2. Estimate Replacement Cost.
Svay suggests that you use current replacement cost estimates, knowing that costs will increase (or hopefully decrease).
3. Estimate the Replacement Timing
How long should your HVAC last? How about your roof? How about the asphalt in your parking lot?
4. Prioritize Your List
What need is most pressing? What cannot be ignored?
Put all of this in a document or Excel sheet that you and others can refer to, at minimum, on an annual basis.
This is a perfect project for your Trustees or whichever committee watches over your church’s physical structure. Every congregation should have a long-term building improvement plan because waiting until there’s an emergency is nerve wracking and…expensive.
If you put in place a plan for taking care of your building, you can also begin thinking about a capital campaign so that there are funds available when the time comes. People understand the need to replace or add things to make ministry vital and long-lasting. But in order for that to happen, you need to document what you currently have and how long it will last.
You love your house? Take care of it. It’s a valuable God-given asset not only for your congregation but for your community as well.

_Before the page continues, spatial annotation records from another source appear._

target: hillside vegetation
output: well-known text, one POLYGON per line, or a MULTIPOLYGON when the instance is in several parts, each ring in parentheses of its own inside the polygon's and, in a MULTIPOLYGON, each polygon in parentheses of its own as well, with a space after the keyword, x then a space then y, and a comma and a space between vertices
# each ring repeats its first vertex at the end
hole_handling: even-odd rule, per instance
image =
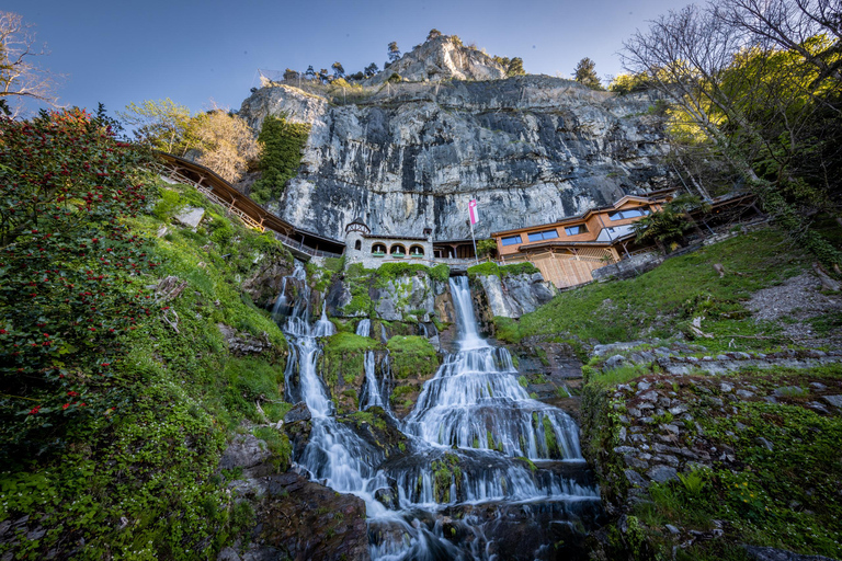
MULTIPOLYGON (((826 230, 834 233, 835 230, 826 230)), ((837 233, 838 236, 838 233, 837 233)), ((520 323, 496 318, 497 335, 519 342, 533 335, 566 333, 600 343, 674 335, 697 335, 712 350, 765 348, 798 344, 782 325, 755 321, 747 304, 753 293, 783 284, 810 270, 811 260, 773 228, 737 236, 699 251, 667 260, 658 268, 628 280, 591 284, 558 295, 520 323), (724 267, 720 277, 715 264, 724 267)), ((786 321, 786 320, 784 320, 786 321)), ((842 325, 838 310, 810 320, 827 334, 842 325)))
MULTIPOLYGON (((238 280, 291 256, 192 188, 159 183, 89 115, 2 118, 0 138, 3 201, 30 190, 61 210, 27 213, 2 241, 0 556, 215 557, 252 518, 218 472, 225 444, 286 408, 284 336, 238 280), (206 209, 196 231, 173 220, 187 205, 206 209), (19 286, 35 293, 24 306, 19 286), (264 351, 235 356, 217 323, 264 351), (31 344, 35 332, 53 343, 31 344)), ((285 437, 261 437, 283 467, 285 437)))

Cesie Delve Scheuermann (pronounced “CC Delv Sherman,” yes, really) is a consultant in stewardship, development, and grant writing. For 25 years, while working as a volunteer and part-time consultant, she has helped raise over three million dollars for numerous non-profit organizations. For a little nostalgic inspiration, she wants you to take a listen to Crosby, Stills, & Nash singing “Our House.” It's very, very, very fine. You can reach Cesie at inspiringgenerosity@gmail.com or on Facebook at https://www.facebook.com/inspiringgenerosity or at CesieScheuermann.com.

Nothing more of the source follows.